Every year when the Academy announces the list of recipients of the Honorary Oscar, we can expect only one thing: they will all be men. Sure, the odd woman wins the award here and there, but consider this: between 1993, when the honor was bestowed upon Deborah Kerr, until 2009, when Lauren Bacall shared the award with two men, not a single woman was deemed worthy of the biggest honor AMPAS has to offer. Apologists can point to the fact that men have run the industry at large since its inception. They would be right; the industry as a whole is equally at fault, if not more, but take a look at the list of women still awaiting their first statue – or *gasp* first nomination – and tell me they don’t deserve better than one golden man every sixteen years. If the drought is as depressingly long this time as it was between Kerr and Bacall, it can be 2025 before we see another lady take home an honorary Oscar!
We know all too well that complaining about the Academy’s decision doesn’t get us anywhere, but since we found recently that they do have a listening ear, we’ve decided to do our part and help them correct this injustice. Let’s give voters the benefit of the doubt and assume that all they really needed all these years was a list of suggestions.
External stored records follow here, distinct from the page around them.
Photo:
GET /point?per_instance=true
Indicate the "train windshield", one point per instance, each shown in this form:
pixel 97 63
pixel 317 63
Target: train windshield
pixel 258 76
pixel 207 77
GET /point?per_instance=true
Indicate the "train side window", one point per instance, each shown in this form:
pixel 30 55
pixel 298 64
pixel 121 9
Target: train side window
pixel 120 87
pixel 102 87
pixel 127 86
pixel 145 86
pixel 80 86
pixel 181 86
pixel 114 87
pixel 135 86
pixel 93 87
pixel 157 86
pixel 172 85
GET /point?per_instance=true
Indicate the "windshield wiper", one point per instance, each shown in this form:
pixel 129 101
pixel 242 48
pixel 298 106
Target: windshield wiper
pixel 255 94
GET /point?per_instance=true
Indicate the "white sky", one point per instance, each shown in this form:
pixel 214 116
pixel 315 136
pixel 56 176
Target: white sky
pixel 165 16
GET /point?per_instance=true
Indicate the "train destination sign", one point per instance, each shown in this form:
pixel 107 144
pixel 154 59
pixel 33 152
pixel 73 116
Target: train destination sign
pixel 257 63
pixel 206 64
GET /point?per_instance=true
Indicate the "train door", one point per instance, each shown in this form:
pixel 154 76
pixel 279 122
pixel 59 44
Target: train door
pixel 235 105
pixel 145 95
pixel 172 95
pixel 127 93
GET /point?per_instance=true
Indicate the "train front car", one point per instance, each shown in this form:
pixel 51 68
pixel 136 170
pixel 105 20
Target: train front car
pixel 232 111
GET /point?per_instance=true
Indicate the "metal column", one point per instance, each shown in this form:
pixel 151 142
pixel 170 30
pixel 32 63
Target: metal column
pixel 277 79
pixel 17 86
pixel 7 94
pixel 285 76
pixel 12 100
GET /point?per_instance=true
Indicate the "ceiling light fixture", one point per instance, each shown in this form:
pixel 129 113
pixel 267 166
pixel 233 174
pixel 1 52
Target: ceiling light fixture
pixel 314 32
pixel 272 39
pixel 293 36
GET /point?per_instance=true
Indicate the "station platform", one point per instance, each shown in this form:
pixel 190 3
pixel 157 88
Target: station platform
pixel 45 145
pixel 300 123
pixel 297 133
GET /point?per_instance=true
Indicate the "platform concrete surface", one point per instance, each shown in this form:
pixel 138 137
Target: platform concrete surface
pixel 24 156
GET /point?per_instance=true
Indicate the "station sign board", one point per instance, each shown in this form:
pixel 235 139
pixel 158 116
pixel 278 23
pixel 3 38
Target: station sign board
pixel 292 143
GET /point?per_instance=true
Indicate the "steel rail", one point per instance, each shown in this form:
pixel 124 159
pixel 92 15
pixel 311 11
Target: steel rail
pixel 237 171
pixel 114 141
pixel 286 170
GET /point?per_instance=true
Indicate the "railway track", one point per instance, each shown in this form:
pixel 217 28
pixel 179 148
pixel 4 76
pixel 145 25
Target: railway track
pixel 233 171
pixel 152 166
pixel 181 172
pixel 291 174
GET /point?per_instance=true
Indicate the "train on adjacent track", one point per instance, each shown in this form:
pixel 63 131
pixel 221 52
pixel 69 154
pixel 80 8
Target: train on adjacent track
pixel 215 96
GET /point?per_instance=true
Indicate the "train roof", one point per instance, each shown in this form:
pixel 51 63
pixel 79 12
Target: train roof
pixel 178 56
So, here is ours: the top ten women who most deserve an honorary Oscar, under the following three criteria: they need to be alive, above the age of 55 and Oscar-less.
GIVE THESE WOMEN THE HONORARY!
[tie] 10. Marni Nixon
You may not know what Marni Nixon looks like, but I guarantee you know what she sounds like. If you've seen Gentlemen Prefer Blondes, The Secret Garden (1949), The King and I, An Affair to Remember, West Side Story, or My Fair Lady, you have heard Nixon's golden voice coming from the mouths of some of Hollywood's most legendary actresses. As if it isn't hard enough work to try to make your voice sound just like someone else's, in some instances Nixon had to do so in secret, the studios wanting to hide the dubbing from their big stars. Nixon's onscreen credits may number only in the single digits (her role as Sister Sophia in The Sound of Music being the most famous by far), but had she actually performed the roles she dubbed onscreen, she would have had at least two Oscar nominations by now. She's an indelible part of film history, and she never received any onscreen credit for her most famous work. If that isn't cause to give someone an Honorary Oscar, then I don't know what is.